Suffice to say that in the unique circumstances of these proceedings the Wife’s signing of the agreement seven weeks after the stillbirth, with her temperament and reaction, rendered her at a special disadvantage. The Wife was weaker and more vulnerable than the Husband at the time the agreement was executed and that the Wife’s special disadvantage was sufficiently evident to the Husband to make it unconscientious to accept her assent.

Conclusion: For all of the foregoing reasons the Financial Agreement will be set aside.

Comments (6)
    • Comment by unknown is hidden.
      • Phil Bachmann  I found the decision unusual in that there was a large gap between signing and the parties getting married and plenty of time for the Wife to renegotiate the agreement PRIOR to the Marriage.  So firstly the arguments of the Husband in defence ought to have focussed on that elapsed time. 
        Secondly, the main question is whether the wife obtained independent legal advice PRIOR to signing.    Just like we see in post separation Binding Financial Agreements both parties are REQUIRED to obtain their own independent advice for the agreement to be binding, here the Wife did in fact obtain that independent legal advice and I am curious as to what that advice was in relation to her stillborn pregnancy and her state of mind at the time.  This does not appear to be in evidence and may in the interests of justice be something that the solicitor could be called upon to be a witness.  The Wife says "she therefore signed the agreement in spite of the advice she was given". 
        It would appear the evidence was that advice given would be disadvantageous to the wife (however that may be par for the course in most pre-nups) but the question here is the wifes emotional state of mind at the time of signing and certainly that Lawyer who advised her could testify to that and what if anything she mentioned of the stillbirth at the time.   
        Also open to review was the medical evidence ~ "The Wife reports receiving little professional assistance beyond a visit from a social worker at the hospital, a house call from a social worker a few days later where service agencies were discussed and one visit to a doctor and one to a psychologist at a time she could not recall" 

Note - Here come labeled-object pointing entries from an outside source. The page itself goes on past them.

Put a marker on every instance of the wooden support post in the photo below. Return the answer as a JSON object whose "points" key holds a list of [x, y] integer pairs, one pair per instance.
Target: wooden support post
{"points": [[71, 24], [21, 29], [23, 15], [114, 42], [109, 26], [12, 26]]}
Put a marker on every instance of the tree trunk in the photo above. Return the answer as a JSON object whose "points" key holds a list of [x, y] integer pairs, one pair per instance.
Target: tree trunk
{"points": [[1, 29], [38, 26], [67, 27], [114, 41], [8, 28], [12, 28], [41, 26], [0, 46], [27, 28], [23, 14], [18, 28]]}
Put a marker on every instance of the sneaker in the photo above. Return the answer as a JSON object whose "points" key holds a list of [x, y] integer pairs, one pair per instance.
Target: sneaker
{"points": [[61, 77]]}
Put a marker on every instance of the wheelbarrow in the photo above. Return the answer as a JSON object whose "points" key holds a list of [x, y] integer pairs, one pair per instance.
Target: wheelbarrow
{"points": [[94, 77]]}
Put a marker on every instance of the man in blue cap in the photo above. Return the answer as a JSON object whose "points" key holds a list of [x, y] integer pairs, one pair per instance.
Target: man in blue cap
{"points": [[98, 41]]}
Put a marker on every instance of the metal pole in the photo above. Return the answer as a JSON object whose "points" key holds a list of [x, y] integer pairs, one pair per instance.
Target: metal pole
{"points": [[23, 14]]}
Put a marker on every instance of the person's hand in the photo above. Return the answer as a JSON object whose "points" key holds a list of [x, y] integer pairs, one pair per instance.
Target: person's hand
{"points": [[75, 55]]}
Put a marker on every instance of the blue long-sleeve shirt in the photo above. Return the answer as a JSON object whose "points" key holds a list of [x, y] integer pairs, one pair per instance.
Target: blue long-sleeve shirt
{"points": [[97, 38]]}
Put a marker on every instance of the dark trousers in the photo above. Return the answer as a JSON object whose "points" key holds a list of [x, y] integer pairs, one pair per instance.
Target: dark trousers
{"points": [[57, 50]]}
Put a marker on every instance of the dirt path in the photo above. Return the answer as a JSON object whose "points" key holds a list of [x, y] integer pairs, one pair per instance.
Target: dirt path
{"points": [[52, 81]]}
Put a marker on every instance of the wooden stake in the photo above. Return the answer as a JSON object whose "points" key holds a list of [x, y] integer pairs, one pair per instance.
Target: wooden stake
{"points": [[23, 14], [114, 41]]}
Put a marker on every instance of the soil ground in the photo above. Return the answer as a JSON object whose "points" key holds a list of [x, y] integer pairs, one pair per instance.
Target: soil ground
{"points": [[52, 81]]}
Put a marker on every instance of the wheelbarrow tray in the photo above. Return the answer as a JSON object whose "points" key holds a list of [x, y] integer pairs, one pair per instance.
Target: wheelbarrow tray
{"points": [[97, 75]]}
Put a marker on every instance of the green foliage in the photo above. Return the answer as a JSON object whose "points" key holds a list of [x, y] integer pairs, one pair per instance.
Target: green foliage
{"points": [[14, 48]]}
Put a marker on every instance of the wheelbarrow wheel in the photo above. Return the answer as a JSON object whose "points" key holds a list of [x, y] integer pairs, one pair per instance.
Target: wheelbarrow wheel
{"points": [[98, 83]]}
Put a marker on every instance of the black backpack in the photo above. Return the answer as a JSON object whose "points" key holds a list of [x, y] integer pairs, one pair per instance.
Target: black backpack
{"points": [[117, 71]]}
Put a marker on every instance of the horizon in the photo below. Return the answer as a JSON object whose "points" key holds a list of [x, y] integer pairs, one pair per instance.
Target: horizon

        In particular the psychologist and social worker files on the issue could have been subpoenaed to see what the professionals said about her state of mind at the time.  
        The judge may have got this one absolutely right, but then again, we dont have evidence from the Wife's lawyer as to why her state of mind was not an issue they considered in their advice and we don't have the medical records either that inform us of her state of mind at the time.  

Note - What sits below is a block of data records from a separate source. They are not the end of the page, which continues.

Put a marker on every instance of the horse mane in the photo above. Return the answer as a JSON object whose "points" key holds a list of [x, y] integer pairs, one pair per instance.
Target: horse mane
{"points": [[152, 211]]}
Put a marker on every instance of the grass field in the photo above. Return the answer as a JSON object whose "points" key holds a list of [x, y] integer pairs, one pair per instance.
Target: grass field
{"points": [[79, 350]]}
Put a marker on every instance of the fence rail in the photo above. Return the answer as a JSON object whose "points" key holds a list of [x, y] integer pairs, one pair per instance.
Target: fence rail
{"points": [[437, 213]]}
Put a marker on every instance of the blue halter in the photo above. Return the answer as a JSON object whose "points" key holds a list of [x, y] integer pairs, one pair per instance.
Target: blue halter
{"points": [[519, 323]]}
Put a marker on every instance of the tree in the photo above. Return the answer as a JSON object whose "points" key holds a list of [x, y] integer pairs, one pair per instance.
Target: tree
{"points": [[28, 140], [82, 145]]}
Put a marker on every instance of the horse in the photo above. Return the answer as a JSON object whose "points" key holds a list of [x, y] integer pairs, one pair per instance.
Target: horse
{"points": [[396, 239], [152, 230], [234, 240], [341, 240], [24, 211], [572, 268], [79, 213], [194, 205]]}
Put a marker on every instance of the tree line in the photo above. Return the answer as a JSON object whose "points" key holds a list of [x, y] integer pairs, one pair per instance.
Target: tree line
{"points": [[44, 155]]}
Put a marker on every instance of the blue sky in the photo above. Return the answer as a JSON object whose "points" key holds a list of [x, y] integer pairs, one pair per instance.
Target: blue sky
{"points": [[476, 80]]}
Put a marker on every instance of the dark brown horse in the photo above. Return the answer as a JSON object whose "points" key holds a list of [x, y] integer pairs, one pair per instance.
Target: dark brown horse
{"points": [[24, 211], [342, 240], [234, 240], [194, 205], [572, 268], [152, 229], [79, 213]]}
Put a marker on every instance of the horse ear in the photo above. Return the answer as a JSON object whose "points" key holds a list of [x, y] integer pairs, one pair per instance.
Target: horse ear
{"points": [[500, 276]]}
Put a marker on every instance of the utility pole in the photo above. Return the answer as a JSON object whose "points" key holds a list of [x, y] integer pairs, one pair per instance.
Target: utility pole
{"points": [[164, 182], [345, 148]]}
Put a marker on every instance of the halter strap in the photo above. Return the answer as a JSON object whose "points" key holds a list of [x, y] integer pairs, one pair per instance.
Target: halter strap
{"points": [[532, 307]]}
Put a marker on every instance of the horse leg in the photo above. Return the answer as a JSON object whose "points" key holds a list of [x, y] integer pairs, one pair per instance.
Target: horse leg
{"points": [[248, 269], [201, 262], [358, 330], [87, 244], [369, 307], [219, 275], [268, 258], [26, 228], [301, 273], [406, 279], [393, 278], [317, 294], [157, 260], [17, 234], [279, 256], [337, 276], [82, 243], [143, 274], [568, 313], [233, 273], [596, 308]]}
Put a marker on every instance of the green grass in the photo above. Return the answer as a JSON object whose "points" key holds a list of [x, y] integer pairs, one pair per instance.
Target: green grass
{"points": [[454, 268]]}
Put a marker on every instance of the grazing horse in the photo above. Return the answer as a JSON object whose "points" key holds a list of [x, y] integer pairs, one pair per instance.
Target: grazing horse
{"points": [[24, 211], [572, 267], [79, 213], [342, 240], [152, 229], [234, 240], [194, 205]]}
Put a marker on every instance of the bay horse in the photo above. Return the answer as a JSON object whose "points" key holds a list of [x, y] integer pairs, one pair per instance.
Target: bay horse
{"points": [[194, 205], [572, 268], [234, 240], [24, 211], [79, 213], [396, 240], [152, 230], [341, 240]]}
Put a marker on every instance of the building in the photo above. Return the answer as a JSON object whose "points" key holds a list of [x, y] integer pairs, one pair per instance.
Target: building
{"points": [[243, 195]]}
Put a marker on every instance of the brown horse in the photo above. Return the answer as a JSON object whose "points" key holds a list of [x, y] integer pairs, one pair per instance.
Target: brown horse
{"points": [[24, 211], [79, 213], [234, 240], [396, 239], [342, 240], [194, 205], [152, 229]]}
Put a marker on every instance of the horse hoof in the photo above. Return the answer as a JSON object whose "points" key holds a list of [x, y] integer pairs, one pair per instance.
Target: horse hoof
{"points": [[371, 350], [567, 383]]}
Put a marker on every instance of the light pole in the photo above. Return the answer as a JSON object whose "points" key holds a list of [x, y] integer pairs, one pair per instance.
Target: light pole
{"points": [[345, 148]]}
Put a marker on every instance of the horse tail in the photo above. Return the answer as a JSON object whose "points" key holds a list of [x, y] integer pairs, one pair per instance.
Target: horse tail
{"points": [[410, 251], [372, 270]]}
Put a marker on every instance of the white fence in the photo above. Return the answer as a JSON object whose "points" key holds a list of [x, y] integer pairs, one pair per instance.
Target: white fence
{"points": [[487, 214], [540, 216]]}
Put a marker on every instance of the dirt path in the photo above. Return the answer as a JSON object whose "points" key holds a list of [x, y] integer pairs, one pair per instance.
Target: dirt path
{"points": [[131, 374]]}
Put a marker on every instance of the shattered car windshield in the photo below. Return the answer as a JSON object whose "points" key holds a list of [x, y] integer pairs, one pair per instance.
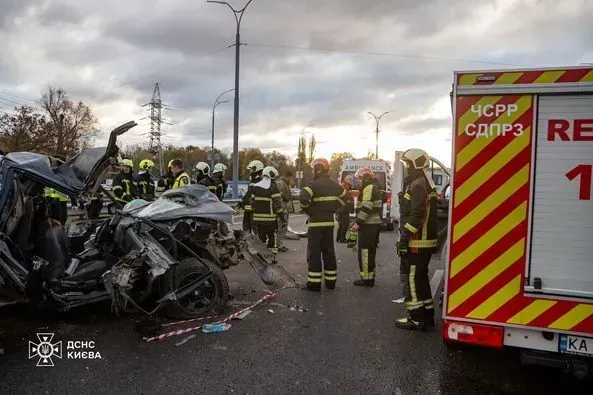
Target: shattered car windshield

        It will be interesting to see what happens next in this case.

      • Comment by unknown is hidden.
        • There is little value in speculating.  These cases and judgments serve as lessons for anyone with similar circumstances of what to look out for and where potential foreseeable risks are.  For instance a person in a similar situation now may insist not only does the potential spouse have a lawyer advise them but also has a medical report from a psychologist to say they are of sound mind at the time they are signing.  Ahhhh the joys ot true love.